Un medley argentin de musiques de la campagne, le tango étant une musique urbaine né dans les bordels comme le Jazz. « Zamba y Malambo ». La Zamba, qui n’a rien à voir avec la Samba des Brésiliens, est un air de séduction, au tempo lent alors que le Malambo marche au rythme des chevaux. En effet, au démarrage, le tempo est lent, séducteur. Sebastian Quezada s’est mis debout pour jouer d’un tambour porté sur son ventre, avec des baguettes, mais pas comme les grenadiers de l’Empereur Napoléon Ier.
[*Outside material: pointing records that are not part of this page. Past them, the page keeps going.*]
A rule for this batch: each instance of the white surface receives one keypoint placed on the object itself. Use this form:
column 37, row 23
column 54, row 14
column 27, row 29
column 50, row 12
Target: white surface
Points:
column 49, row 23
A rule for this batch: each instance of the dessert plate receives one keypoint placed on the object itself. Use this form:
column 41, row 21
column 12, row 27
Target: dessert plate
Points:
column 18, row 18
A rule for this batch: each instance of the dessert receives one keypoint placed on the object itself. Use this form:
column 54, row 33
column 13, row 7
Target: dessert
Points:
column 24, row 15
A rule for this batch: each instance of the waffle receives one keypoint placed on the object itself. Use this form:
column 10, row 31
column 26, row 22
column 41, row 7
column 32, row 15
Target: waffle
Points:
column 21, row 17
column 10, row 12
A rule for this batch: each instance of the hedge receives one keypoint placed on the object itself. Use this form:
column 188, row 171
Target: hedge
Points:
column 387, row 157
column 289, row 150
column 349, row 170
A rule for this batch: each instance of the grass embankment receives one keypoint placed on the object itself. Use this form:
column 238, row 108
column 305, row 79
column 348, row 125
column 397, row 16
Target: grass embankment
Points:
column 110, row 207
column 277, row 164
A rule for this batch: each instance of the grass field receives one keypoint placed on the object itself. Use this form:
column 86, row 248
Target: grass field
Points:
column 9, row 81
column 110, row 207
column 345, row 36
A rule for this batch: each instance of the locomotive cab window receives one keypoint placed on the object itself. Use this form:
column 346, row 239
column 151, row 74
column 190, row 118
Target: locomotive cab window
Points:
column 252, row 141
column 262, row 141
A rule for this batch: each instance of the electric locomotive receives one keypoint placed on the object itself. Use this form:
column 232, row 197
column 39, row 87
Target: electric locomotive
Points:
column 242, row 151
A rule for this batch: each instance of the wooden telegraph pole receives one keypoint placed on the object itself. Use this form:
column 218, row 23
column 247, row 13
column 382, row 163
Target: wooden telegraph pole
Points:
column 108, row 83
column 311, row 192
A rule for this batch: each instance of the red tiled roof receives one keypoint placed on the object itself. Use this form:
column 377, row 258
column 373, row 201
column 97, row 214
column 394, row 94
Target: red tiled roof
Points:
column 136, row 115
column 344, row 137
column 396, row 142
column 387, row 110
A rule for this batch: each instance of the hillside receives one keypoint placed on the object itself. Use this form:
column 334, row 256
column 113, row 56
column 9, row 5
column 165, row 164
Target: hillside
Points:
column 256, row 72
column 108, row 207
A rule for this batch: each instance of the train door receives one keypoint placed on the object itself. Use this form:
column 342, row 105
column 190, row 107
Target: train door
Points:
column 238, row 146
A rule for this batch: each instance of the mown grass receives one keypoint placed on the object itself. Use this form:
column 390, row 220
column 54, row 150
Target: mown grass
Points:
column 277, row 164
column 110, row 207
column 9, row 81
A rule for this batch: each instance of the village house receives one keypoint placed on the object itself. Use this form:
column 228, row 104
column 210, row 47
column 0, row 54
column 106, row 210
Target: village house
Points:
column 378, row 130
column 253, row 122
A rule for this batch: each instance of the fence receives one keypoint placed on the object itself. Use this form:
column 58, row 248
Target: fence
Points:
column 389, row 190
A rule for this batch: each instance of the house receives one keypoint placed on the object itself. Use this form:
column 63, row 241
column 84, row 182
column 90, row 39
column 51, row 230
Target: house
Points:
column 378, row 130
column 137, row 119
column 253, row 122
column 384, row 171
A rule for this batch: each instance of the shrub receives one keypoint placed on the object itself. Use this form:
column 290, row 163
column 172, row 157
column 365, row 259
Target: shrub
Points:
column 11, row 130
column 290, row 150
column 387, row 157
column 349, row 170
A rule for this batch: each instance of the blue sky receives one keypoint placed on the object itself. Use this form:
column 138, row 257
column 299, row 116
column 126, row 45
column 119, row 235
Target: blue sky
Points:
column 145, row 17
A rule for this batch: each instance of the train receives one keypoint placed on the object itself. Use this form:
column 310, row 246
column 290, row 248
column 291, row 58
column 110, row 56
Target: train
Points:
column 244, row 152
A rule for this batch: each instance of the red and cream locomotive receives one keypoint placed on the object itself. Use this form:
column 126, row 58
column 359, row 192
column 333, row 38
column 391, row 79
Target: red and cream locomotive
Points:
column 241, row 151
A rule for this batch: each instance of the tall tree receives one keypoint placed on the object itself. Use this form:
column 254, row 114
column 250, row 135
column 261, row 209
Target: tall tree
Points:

Avec le malambo, effectivement, le tambour marche à un rythme de pas de cheval. Le sax sonne la cavalcade. A danser en tapant du pied.

RAPPEL

Les percussionnistes ont échangé leurs places. Inor est au tambourin, Sebastian est assis sur le grand tambour argentin de forme parallélépipédique rectangulaire. Le groupe enchaîne sur un air chantant et dansant.

Le public en demande encore. Une petite dernière pour la route. « Besame mucho » évidemment. Sax alto rêveur à souhait. Rythmique onctueuse comme il faut. Ca ne fait pas oublier Barney Wilen , LE saxophoniste associé à ce morceau mais ça tient la comparaison.

Mon voisin n’avait pas écouté Patrice Caratini depuis 30 ans. Ce concert lui a permis de mesurer tout ce qu’il a manqué durant ces années.

Rendez vous pour le 4e concert de la saison parisienne de la saison parisienne de Patrice Caratini le dimanche 6 décembre 2015 à 20h au Studio de l’Ermitage. Au programme, le Big Band Patrice Caratini Jazz Ensemble jouera l’accompagnement musical du film muet « Body and Soul » (1924, film tourné dans le Sud des Etats Unis par un Noir américain, Oscar Micheaux, avec des acteurs noirs américains dont Paul Robeson . Respect) suivi du Bal.